Uma decisão do Tribunal de Justiça do Ceará (TJCE) resultou em graves consequências para a população do distrito de Uiraponga, em Morada Nova (CE). Meses após o tribunal absolver o traficante José Witals da Silva Nazário, conhecido como Playboy, cerca de 2 mil moradores foram expulsos de suas casas por ordem do criminoso e de seu grupo. O vilarejo, antes habitado, transformou-se numa “cidade fantasma”.
A sentença, expedida pela Vara de Delitos de Organizações Criminosas de Fortaleza, absolveu Playboy por falta de provas nas acusações de organização criminosa, tráfico de drogas, porte ilegal de armas e corrupção de menores. “O conjunto de provas não demonstra que os réus se associaram de forma estável para a prática de crimes”, diz trecho da decisão.

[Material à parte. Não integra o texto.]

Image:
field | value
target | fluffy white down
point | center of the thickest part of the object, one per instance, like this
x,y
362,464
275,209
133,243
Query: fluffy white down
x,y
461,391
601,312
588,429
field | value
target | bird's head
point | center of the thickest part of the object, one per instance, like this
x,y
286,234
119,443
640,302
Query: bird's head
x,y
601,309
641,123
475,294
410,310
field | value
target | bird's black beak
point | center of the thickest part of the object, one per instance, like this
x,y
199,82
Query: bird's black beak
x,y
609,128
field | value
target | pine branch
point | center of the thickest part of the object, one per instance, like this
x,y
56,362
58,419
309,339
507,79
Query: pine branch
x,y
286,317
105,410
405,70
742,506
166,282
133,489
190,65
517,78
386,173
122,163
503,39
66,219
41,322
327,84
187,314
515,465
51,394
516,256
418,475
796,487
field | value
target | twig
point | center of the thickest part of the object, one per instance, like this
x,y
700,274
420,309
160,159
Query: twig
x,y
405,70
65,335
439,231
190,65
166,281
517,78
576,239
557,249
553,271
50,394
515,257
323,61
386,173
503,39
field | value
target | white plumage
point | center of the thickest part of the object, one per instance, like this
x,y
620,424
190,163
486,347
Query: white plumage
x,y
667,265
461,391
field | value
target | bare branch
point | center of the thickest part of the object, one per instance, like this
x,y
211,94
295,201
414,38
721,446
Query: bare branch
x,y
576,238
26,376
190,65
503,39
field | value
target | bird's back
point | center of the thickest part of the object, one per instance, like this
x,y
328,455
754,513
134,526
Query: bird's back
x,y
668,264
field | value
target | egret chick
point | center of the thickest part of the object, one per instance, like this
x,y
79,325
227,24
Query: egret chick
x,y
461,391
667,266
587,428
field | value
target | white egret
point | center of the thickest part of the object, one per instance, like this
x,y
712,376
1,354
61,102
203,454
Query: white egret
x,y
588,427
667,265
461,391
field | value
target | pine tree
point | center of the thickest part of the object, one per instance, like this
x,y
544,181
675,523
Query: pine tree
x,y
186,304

Após ser libertado, Playboy iniciou uma disputa violenta com o traficante Gilberto de Oliveira Cazuza, o Mingau, seu antigo aliado. Para desarticular o grupo rival, determinou a expulsão dos moradores de Uiraponga, com o objetivo de eliminar a rede de apoio de Mingau na região.
Em julho deste ano, o bando de Playboy executou um morador de 50 anos, cujo corpo foi deixado na praça principal para intimidar os demais habitantes. Desde então, apenas cinco famílias permanecem no distrito. A escola, o posto de saúde e a igreja local estão fechados, e uma viatura da Polícia Militar ocupa o prédio da antiga escola.
O TJCE, procurado para comentar o caso, reafirmou que a decisão se baseou na ausência de provas suficientes e que o acusado foi absolvido legalmente.
Playboy voltou a ser preso em julho, em uma casa no bairro do Pari, em São Paulo, durante operação policial.
A situação em Uiraponga é reflexo de uma crise de segurança mais ampla no Ceará, onde facções como GDE, CV e PCC disputam o controle de rotas do tráfico e impõem regras violentas à população. Casos semelhantes de expulsões já foram registrados em Maranguape, Pacatuba, Sobral e Groaíras.